Dans les circonstances de l’espèce, le moyen tiré de la méconnaissance des stipulations de l’article 3-1 de la convention internationale relative aux droits de l’enfant, qui n’est pas sérieusement contesté en défense et compte tenu des éléments probants apportés par Mme B… à l’instance, dès lors que l’enfant est exposé à un risque de mutilation, est, en l’état de l’instruction, de nature à créer un doute sérieux sur la légalité de la décision attaquée. Par ailleurs, dans les circonstances de l’espèce, la condition d’urgence posée par l’article L. 521-1 précité du code de justice administrative doit être regardée comme à nouveau satisfaite, compte tenu de ce que la décision a pour effet de prolonger une séparation familiale d’ores et déjà longue compte tenu du parcours migratoire de Mme B… et d’exposer la jeune A… E… B… à un risque pour son intégrité physique, qui s’est accru depuis la date récente de l’ordonnance précédente.

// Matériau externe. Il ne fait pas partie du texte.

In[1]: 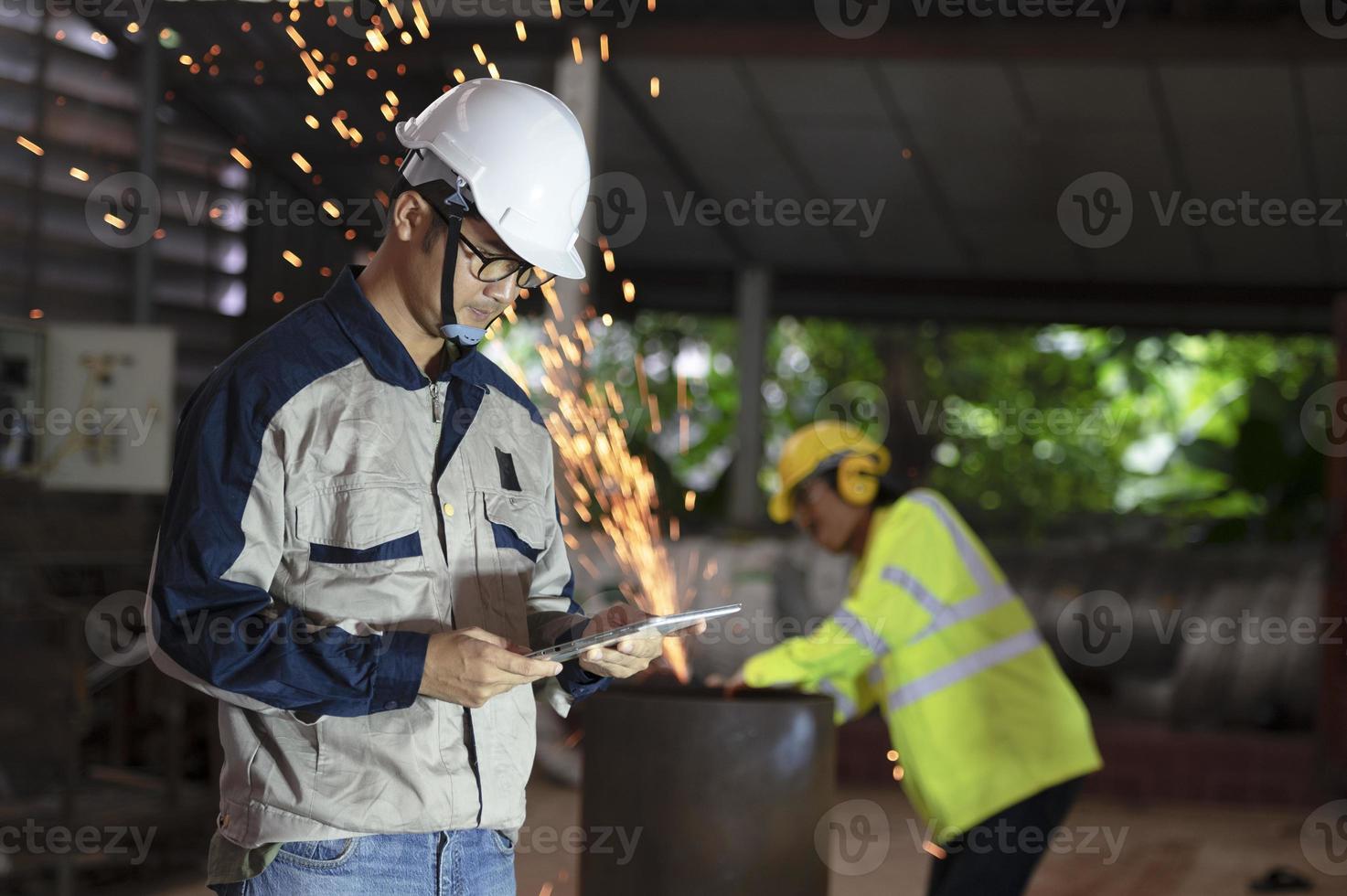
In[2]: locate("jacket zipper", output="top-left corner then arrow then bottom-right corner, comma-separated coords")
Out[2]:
425,376 -> 486,826
425,376 -> 441,423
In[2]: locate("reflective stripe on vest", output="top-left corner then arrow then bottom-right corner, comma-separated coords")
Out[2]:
909,490 -> 997,592
889,628 -> 1044,711
832,606 -> 889,656
882,492 -> 1014,644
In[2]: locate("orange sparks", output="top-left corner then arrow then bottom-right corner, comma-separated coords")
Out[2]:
525,284 -> 690,673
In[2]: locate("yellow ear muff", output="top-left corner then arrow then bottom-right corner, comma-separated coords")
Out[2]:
838,444 -> 889,507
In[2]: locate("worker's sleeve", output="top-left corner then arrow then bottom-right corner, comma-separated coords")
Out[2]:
528,450 -> 613,716
800,665 -> 883,725
145,372 -> 428,722
743,508 -> 939,688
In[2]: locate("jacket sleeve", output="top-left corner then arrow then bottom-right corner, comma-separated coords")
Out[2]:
528,444 -> 613,716
145,370 -> 428,720
743,506 -> 947,690
800,665 -> 882,725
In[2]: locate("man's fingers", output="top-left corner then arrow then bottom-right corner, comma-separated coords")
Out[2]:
486,648 -> 561,679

En conséquence, les deux conditions prévues par les dispositions de l’article L. 521-1 du code de justice administrative étant satisfaites, il y a lieu d’ordonner la suspension de l’exécution de la décision contestée du ministre de l’intérieur du 9 septembre 2025.
Sur les conclusions à fin d’injonction
L’exécution de la présente ordonnance implique que la demande de la jeune A… E… B… soit réexaminée. Il y a lieu, par suite, d’enjoindre au ministre de l’intérieur de procéder à ce réexamen dans un délai de quinze jours à compter de la notification de la présente ordonnance.
Sur les frais liés à l’instance :
En raison de l’urgence, il y a lieu d’admettre, à titre provisoire, Mme B… au bénéfice de l’aide juridictionnelle. Par suite, son avocate peut se prévaloir des dispositions de l’article 37 de la loi du 10 juillet 1991. Il y a lieu, dans les circonstances de l’espèce, sous réserve que Me Danet, avocate de Mme B…, renonce à percevoir la somme correspondant à la part contributive de l’Etat et sous réserve de l’admission définitive de sa cliente à l’aide juridictionnelle, de mettre à la charge de l’Etat la somme de 800 euros à verser à Me Danet. Dans le cas où l’aide juridictionnelle ne serait pas accordée à Mme B… par le bureau d’aide juridictionnelle, la somme de 800 euros lui sera versée.
O R D O N N E :
Article 1er : Mme B… est admise, à titre provisoire, au bénéfice de l’aide juridictionnelle.
Article 2 : L’exécution de la décision du ministre de l’intérieur du 9 septembre 2025 est suspendue.
Article 3 : Il est enjoint au ministre de l’intérieur de de réexaminer la demande de visa litigieuse dans un délai de quinze jours à compter de la notification de la présente ordonnance.
Article 4 : Sous réserve de l’admission définitive de Mme B… à l’aide juridictionnelle et sous réserve que Me Danet renonce à percevoir la somme correspondant à la part contributive de l’Etat, l’Etat versera à Me Danet, avocate de Mme B…, une somme de 800 euros (huit cents euros) en application des dispositions du deuxième alinéa de l’article 37 de la loi du 10 juillet 1991. Dans le cas où l’aide juridictionnelle ne serait pas accordée à Mme B… par le bureau d’aide juridictionnelle, la somme de 800 euros (huit cents euros) lui sera versée.
Article 5 : Le surplus des conclusions de la requête est rejeté.
Article 6 : La présente ordonnance sera notifiée à Mme C… B…, au ministre d’Etat, ministre de l’intérieur et à Me Danet.
Fait à Nantes, le 9 octobre 2025.
Le juge des référés,
Y. MAROWSKI
La greffière,
L. LÉCUYER
La République mande et ordonne au ministre d’Etat, ministre de l’intérieur en ce qui le concerne ou à tous commissaires de justice à ce requis en ce qui concerne les voies de droit commun contre les parties privées, de pourvoir à l’exécution de la présente décision.